When an MPLS-enabled device receives an IS-IS TE LSP, it stores the traffic engineering information in its Traffic Engineering Database (TED). The device uses information in the TED when performing calculations to determine a path for an LSP.

Information related to traffic engineering is carried in IS-IS traffic engineering LSPs. IS-IS TE LSPs have special extensions that contain information about an interface‘s administrative group memberships, IPv4 interface address, IPv4 neighbor address, maximum link bandwidth, reservable link bandwidth, unreserved bandwidth, and default traffic engineering metrics.

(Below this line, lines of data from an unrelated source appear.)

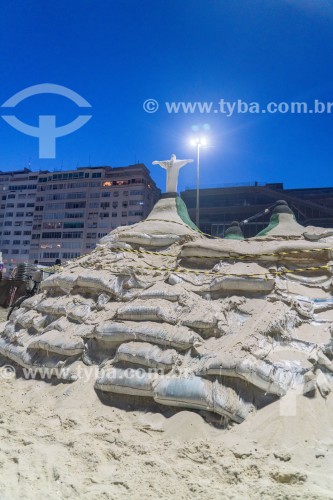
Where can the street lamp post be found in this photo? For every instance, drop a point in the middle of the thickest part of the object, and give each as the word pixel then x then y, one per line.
pixel 198 143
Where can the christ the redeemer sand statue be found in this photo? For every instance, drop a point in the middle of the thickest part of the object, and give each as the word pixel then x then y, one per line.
pixel 172 167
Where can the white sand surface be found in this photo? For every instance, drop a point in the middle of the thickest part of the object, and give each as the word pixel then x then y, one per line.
pixel 59 441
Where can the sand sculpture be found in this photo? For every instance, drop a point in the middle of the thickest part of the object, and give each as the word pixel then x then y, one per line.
pixel 167 313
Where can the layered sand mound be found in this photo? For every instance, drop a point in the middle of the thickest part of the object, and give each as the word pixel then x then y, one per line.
pixel 167 314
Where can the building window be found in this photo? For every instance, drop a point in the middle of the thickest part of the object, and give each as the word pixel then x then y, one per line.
pixel 133 212
pixel 73 235
pixel 70 225
pixel 50 235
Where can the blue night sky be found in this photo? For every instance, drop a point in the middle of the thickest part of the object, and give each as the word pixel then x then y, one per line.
pixel 118 53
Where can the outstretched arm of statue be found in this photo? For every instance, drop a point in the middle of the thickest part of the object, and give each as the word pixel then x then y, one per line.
pixel 182 163
pixel 163 164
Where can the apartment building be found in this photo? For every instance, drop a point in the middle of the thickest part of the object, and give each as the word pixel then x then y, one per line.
pixel 62 215
pixel 18 192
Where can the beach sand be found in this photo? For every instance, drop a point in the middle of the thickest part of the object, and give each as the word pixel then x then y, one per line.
pixel 59 441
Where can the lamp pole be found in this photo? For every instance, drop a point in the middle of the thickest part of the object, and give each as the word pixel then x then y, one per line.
pixel 197 208
pixel 198 142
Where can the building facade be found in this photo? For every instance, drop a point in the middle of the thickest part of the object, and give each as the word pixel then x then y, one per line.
pixel 220 206
pixel 46 216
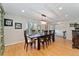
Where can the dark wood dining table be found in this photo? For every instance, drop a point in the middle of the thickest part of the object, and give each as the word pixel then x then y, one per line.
pixel 37 36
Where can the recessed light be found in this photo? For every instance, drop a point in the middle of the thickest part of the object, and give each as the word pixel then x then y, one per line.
pixel 22 10
pixel 60 8
pixel 66 15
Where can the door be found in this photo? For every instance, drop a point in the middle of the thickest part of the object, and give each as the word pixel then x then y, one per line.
pixel 1 31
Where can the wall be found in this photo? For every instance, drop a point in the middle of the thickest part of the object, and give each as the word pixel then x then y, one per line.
pixel 65 25
pixel 11 34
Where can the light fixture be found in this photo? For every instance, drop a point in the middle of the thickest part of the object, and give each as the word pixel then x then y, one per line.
pixel 23 11
pixel 60 8
pixel 59 22
pixel 43 22
pixel 66 15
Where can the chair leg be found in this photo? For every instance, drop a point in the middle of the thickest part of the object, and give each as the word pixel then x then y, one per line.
pixel 43 45
pixel 31 44
pixel 24 45
pixel 35 44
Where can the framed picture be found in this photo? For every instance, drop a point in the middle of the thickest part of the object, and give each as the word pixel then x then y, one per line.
pixel 71 25
pixel 8 22
pixel 18 25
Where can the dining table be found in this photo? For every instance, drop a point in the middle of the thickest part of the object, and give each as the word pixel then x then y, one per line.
pixel 38 37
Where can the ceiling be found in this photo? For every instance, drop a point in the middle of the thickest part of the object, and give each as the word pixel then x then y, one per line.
pixel 53 11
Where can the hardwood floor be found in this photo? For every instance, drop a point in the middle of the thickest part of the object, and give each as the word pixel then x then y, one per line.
pixel 60 47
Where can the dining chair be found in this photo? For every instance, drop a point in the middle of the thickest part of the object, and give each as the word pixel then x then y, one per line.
pixel 50 36
pixel 53 36
pixel 28 41
pixel 46 39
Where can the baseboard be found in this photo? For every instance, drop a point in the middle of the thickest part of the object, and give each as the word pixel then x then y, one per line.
pixel 14 43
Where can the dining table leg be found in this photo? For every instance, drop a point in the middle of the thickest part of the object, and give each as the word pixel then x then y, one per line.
pixel 38 44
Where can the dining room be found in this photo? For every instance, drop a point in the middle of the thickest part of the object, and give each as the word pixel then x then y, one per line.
pixel 39 29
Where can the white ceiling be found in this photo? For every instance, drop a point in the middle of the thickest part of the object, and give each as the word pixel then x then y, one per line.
pixel 70 11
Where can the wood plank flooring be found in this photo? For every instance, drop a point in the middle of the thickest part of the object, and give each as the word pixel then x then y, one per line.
pixel 60 47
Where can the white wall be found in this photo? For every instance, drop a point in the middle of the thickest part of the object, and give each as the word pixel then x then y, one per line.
pixel 12 35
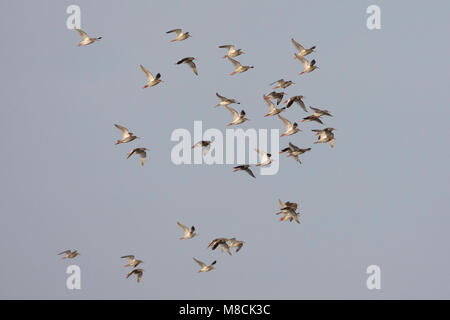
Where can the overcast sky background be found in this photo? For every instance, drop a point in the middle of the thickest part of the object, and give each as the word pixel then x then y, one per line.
pixel 380 196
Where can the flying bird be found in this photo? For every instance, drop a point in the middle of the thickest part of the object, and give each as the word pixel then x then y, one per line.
pixel 205 144
pixel 246 168
pixel 189 61
pixel 69 254
pixel 222 242
pixel 236 243
pixel 265 158
pixel 138 273
pixel 312 117
pixel 318 112
pixel 286 206
pixel 179 35
pixel 232 52
pixel 289 210
pixel 297 99
pixel 132 261
pixel 188 233
pixel 290 128
pixel 282 84
pixel 325 135
pixel 225 101
pixel 275 95
pixel 151 81
pixel 238 67
pixel 291 215
pixel 127 136
pixel 308 66
pixel 85 40
pixel 237 118
pixel 301 50
pixel 294 151
pixel 272 109
pixel 204 267
pixel 141 152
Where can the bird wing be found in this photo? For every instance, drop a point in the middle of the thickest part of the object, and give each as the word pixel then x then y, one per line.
pixel 234 62
pixel 193 67
pixel 302 104
pixel 233 112
pixel 270 104
pixel 286 122
pixel 293 147
pixel 297 45
pixel 131 153
pixel 177 31
pixel 148 74
pixel 200 263
pixel 206 149
pixel 304 61
pixel 125 131
pixel 83 34
pixel 264 156
pixel 185 229
pixel 143 154
pixel 278 81
pixel 250 172
pixel 221 97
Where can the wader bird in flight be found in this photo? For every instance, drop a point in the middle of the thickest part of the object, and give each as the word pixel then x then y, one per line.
pixel 132 261
pixel 246 168
pixel 294 151
pixel 205 144
pixel 85 40
pixel 127 136
pixel 138 272
pixel 204 267
pixel 238 67
pixel 282 84
pixel 69 254
pixel 222 242
pixel 232 52
pixel 237 118
pixel 275 95
pixel 151 81
pixel 190 62
pixel 316 115
pixel 297 99
pixel 272 109
pixel 179 35
pixel 288 209
pixel 236 243
pixel 225 101
pixel 308 66
pixel 290 128
pixel 318 112
pixel 140 151
pixel 312 118
pixel 301 50
pixel 325 135
pixel 265 158
pixel 188 233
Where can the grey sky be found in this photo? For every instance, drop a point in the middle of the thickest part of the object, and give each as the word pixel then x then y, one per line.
pixel 65 185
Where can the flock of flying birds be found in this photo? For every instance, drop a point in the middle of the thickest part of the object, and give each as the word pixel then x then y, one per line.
pixel 287 209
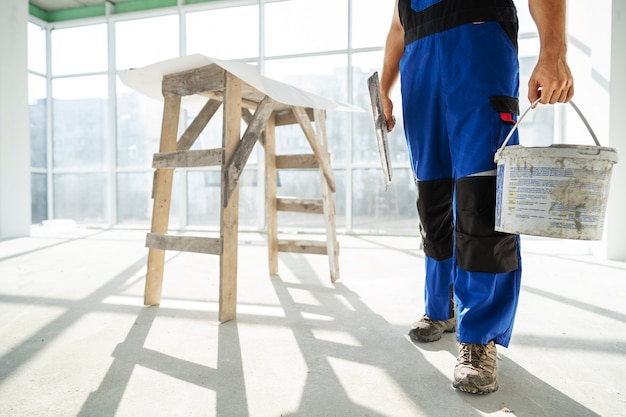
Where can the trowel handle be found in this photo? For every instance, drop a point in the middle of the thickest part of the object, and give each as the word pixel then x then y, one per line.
pixel 532 106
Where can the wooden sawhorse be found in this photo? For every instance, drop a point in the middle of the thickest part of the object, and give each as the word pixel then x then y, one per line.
pixel 223 89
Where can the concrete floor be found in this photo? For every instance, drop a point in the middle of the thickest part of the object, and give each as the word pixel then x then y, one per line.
pixel 76 340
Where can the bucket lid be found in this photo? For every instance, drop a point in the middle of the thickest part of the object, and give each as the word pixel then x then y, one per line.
pixel 559 151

The user can configure the device to send out IS-IS TE LSPs to selected MPLS-enabled interfaces. To do this, complete the following steps.

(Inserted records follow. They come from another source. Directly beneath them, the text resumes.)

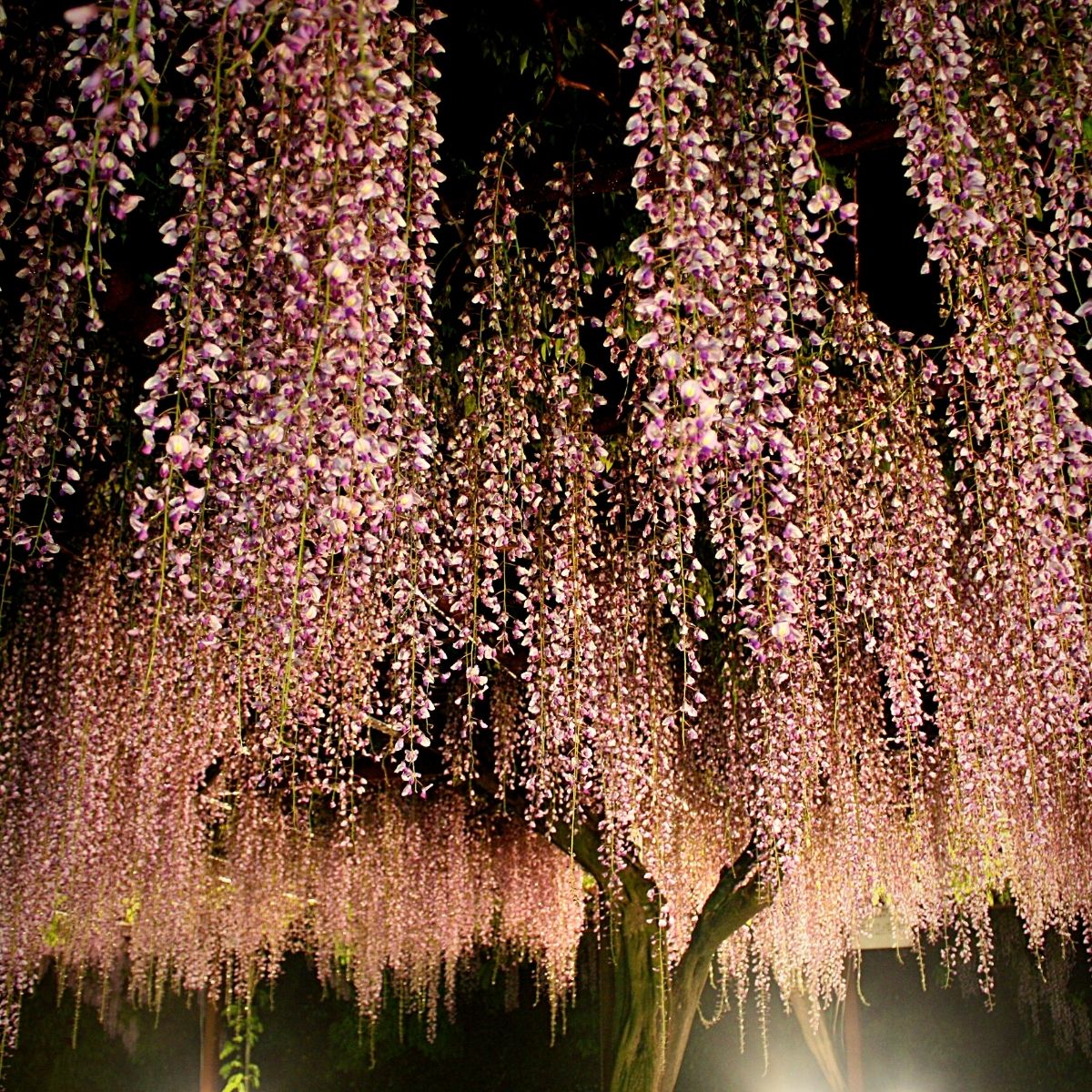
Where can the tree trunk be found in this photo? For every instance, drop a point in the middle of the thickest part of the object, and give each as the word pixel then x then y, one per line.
pixel 634 1016
pixel 650 1021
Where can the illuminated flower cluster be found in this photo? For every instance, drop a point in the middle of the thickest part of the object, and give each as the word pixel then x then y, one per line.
pixel 814 587
pixel 76 128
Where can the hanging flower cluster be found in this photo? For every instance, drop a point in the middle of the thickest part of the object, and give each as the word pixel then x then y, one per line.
pixel 819 587
pixel 197 875
pixel 288 419
pixel 76 124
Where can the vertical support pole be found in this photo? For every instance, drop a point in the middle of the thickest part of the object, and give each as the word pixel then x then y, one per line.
pixel 854 1057
pixel 210 1044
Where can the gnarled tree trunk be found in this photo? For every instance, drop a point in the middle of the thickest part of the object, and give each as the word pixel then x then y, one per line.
pixel 649 1021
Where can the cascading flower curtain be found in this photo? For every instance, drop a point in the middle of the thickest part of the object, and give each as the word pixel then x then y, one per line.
pixel 719 561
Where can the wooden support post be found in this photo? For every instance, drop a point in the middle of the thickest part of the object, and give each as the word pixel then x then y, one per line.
pixel 210 1044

  1. Configure the device.
    device# configure
  2. Enable the MPLS router.
    device(config)# router mpls
  3. Enable MPLS policy configuration.
    device(config-router-mpls)# policy
  4. Enable IGP for advertising traffic engineering. In this example IS-IS traffic engineering for level 1 is selected.
    device(config-router-mpls-policy)# traffic-engineering isis level-1
    The level-1 option enables LSPs with TE extensions for the IS-IS level-1 domain. The level-2 option enables LSPs with TE extensions for the IS-IS level-2 domain.

Example

The following example configures the device to send out IS-IS-TE LSPs for all of its MPLS-enabled interface.

device# configure
device(config)# router mpls
device(config-router-mpls)# policy
device(config-router-mpls-policy)# traffic-engineering isis level-1

By default, the device does not send out IS-IS LSPs with TE extensions for its MPLS-enabled interfaces. Since information in the TED is used to make path selections using CSPF, and information in the TED comes from OSPF-TE LSAs or IS-IS LSPs with TE extensions, the user must enable the device to send out OSPF-TE LSAs or IS-IS LSPs with TE extensions when the user wants CSPF to perform constraint-based path selection.